Wróg czai się w lesie i na łące

2010-06-19 4:00

Przed nami wyjazdy wakacyjne. Część z nas zabierze ze sobą swoich czworonożnych pupili. Trzeba jednak pamiętać, że grozi im niebezpieczeństwo pod postacią kleszcza.

Kleszcze to roztocza wielkości kilku milimetrów, ale po ssaniu krwi zaatakowanego człowieka lub zwierzęcia mogą osiągać długość ponad 1 cm. Atakują ludzi i zwierzęta w celu pobrania pokarmu, co zapewnia im przekształcenie się w kolejną formę rozwojową lub złożenie jaj. W Polsce występuje 21 z około 810 gatunków kleszczy.
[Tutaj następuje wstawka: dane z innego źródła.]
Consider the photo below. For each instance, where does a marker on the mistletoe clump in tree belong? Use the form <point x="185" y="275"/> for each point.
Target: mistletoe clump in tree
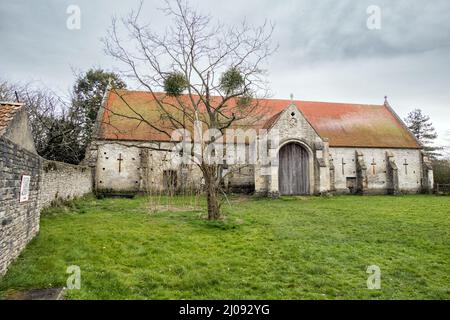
<point x="217" y="68"/>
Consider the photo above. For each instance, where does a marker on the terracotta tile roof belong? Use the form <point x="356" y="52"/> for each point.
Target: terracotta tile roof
<point x="7" y="112"/>
<point x="345" y="125"/>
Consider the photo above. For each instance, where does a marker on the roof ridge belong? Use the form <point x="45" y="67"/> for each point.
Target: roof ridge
<point x="288" y="101"/>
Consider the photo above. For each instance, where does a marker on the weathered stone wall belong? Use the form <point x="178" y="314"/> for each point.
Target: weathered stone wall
<point x="63" y="181"/>
<point x="292" y="127"/>
<point x="409" y="172"/>
<point x="19" y="222"/>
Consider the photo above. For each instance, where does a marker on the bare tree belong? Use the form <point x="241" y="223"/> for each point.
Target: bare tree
<point x="211" y="74"/>
<point x="54" y="122"/>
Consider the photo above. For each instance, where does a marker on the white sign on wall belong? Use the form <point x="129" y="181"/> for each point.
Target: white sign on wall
<point x="25" y="188"/>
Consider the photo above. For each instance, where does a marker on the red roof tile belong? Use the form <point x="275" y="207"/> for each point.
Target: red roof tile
<point x="345" y="125"/>
<point x="7" y="112"/>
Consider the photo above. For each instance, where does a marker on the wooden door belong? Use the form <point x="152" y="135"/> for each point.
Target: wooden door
<point x="293" y="170"/>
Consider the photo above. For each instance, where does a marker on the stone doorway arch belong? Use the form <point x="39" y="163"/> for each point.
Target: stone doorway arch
<point x="294" y="170"/>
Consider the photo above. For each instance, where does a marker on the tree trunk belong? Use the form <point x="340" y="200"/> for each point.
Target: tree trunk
<point x="213" y="203"/>
<point x="212" y="195"/>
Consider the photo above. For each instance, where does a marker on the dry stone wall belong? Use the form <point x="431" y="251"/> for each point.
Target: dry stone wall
<point x="48" y="181"/>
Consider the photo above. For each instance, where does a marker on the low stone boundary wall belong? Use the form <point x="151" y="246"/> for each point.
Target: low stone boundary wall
<point x="20" y="206"/>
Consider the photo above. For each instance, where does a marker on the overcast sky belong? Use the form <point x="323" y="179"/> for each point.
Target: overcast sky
<point x="326" y="51"/>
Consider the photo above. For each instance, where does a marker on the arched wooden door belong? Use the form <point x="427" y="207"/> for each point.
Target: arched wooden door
<point x="293" y="170"/>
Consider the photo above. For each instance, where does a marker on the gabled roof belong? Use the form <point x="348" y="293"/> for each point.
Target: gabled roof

Najczęściej spotykanym w Europie i Polsce jest kleszcz pospolity. Występuje on powszechnie na terenie całej Polski, a najbardziej typowymi obszarami są lasy liściaste i mieszane, w miejscach o wysokiej wilgotności względnej. Coraz częściej jednak kleszcze są spotykane także w wielkich miastach - w parkach, na trawnikach itd.

To właśnie kleszcze są odpowiedzialne za przenoszenie bardzo niebezpiecznej i często śmiertelnej choroby zwanej babeszjozą. Jest ona wywoływana przez pasożyty, które mnożą się w ślinie kleszcza.

Kiedy kleszcz ugryzie psa, pobierze krew, zarazi naszego ulubieńca groźnymi pierwotniakami, które noszą nazwę Babesia canis. Po zarażeniu wchodzą one do samego wnętrza czerwonych krwinek psa, powodują ich niszczenie i rozpadanie się. Potem uszkadzane są nerki i wątroba - dwa tak ważne dla życia narządy. Jeśli choroba nie jest w porę rozpoznana i nie zostaną podane leki, zawsze prowadzi do śmierci.

W przypadku babeszjozy najlepiej sprawdza się motto: lepiej zapobiegać, niż leczyć. Trzeba zapewnić psu wszelką dostępną ochronę przed kleszczami. Najlepiej kupić krople do podawania na skórę. Preparat nie tylko zabija kleszcze, ale - co najważniejsze - odstrasza je. Chroni przed ukąszeniem kleszcza przez cztery tygodnie. Aplikuje się je bezpośrednio na skórę pupila, odgarniając sierść.